What is the Problem?
Overall, I get a sense that people myself included came with different application backgrounds and considered quite different use cases under the heading of “parallel simulation”. The nature of the problem is clearly perceived differently by different people, and this could be a reason discussions around parallelizing simulations of virtual platforms sometimes seem to get nowhere. There might just be a conceptual difference that nobody picks up on.
This is my attempt to structure the problem, from what I heard at the SystemC Evolution Fika.
Granularity
The first aspect to consider is the granularity of parallelism. What is actually being considered as a relevant target for the parallelization?
Chunky Parallelism
If you have a virtual platform background (i.e., a focus on the software running on the platform), it seems natural to start with the need to parallelize instruction-set simulators and heavy compute jobs. Those are the heavy components of the simulation, while regular devices tend to take less time and be less critical. This leads to a view of parallelism as something applied selectively to a few blocks in a design. The assumption is that most of the model stays the same as when writing a serial model. The parallel blocks tend to be quite dissimilar from each other.
It looks something like this:
The parallel program in this case looks more like a threaded desktop application that is using a lot of threads to do a lot of different things at once. Or the set of processes running on top an operating system in daily interactive use. I.e., rather varied, noisy, and with constantly varying load balance.
This is in essence the approach taken in Simics, where most device models run in a serial environment, and individual models are explicitly made thread-aware. Sometimes entire sets of processors are given a single thread, other times each processor core gets its own. Depends on how much work they have to do. Behind the scenes there is a worker pool and core scheduler that finds work to run in parallel, and a threading programming model specific to Simics.

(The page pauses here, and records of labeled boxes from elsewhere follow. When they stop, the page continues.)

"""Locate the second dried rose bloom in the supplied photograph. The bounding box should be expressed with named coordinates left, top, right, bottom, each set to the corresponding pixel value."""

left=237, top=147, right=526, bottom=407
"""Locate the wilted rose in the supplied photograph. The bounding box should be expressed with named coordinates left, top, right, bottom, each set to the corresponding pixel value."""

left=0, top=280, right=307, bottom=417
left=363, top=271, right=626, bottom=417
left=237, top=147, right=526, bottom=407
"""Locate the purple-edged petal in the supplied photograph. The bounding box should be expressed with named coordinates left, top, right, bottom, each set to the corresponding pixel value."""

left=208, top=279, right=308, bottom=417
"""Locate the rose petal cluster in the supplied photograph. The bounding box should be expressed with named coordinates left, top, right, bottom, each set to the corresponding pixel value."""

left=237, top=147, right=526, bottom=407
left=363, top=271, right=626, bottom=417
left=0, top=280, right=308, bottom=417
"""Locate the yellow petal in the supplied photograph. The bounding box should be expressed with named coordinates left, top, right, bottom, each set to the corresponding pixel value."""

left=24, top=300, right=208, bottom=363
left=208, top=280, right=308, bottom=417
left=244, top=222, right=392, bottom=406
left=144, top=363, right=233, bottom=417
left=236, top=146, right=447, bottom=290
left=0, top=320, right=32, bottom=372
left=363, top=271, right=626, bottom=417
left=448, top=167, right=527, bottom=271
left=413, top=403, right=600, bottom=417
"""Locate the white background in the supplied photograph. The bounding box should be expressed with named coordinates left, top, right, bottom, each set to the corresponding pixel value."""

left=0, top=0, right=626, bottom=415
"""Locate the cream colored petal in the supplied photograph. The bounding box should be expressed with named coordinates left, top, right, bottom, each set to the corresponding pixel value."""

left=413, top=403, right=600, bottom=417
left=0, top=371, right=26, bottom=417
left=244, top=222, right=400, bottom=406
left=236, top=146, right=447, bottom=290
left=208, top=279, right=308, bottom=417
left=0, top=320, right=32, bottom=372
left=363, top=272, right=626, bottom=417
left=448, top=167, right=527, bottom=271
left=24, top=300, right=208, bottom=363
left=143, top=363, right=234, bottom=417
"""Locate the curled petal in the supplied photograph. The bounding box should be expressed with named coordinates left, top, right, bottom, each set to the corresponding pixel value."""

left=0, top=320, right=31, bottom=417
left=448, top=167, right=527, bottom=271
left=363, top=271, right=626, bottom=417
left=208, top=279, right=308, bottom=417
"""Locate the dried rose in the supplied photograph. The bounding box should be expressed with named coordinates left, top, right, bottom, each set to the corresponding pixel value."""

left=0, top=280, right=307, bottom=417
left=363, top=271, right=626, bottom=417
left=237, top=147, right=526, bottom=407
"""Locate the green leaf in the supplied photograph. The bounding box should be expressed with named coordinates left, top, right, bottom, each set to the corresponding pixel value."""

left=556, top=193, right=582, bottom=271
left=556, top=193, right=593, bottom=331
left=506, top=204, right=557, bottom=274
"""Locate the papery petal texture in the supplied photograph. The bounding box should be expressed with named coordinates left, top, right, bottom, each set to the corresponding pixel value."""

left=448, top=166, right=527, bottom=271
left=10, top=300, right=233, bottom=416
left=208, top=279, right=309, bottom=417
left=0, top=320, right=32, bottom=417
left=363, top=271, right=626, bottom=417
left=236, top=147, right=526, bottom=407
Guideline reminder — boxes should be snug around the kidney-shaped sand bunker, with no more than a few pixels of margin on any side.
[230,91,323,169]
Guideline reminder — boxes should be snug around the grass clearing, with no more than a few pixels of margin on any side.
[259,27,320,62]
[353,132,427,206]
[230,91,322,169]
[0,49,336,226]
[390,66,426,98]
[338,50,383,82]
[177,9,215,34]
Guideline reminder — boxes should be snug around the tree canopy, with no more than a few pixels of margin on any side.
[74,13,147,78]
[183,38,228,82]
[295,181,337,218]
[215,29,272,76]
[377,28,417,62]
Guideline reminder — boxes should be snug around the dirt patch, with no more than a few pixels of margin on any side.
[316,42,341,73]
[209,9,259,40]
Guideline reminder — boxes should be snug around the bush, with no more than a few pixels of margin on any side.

The sc-during approach from Matthieu Moy looks targets this kind of chunky parallelism, providing and API to offload work on threads in parallel to the main simulation. The code would be written to explicitly spawn compute work, and to carefully synchronize back to the serial SystemC kernel.
The SCale system presented by Tanguy Sassolas is also looking for parallelism in a chunky system with instruction-set simulators. The programmer is responsible for determining which parts of the system should be executed on separate threads, as well as for annotating accesses to shared resources for safety.
Fine-Grained
Another view is to consider a mostly symmetrical parallel hardware design such as a compute accelerator. Here, there are typically many identical small blocks that are run in parallel in the hardware, and that seem like very natural candidates for parallel simulation. This is typically expected to be more fine-grained than the chunky approach, since each block considered for parallelization is smaller.
Something like this:
This leads down the route to a mapping individual models to threads, and to think of a model as something quite similar a high-performance computing (HPC) program that performs a single computation as a large set of small parallel compute tasks.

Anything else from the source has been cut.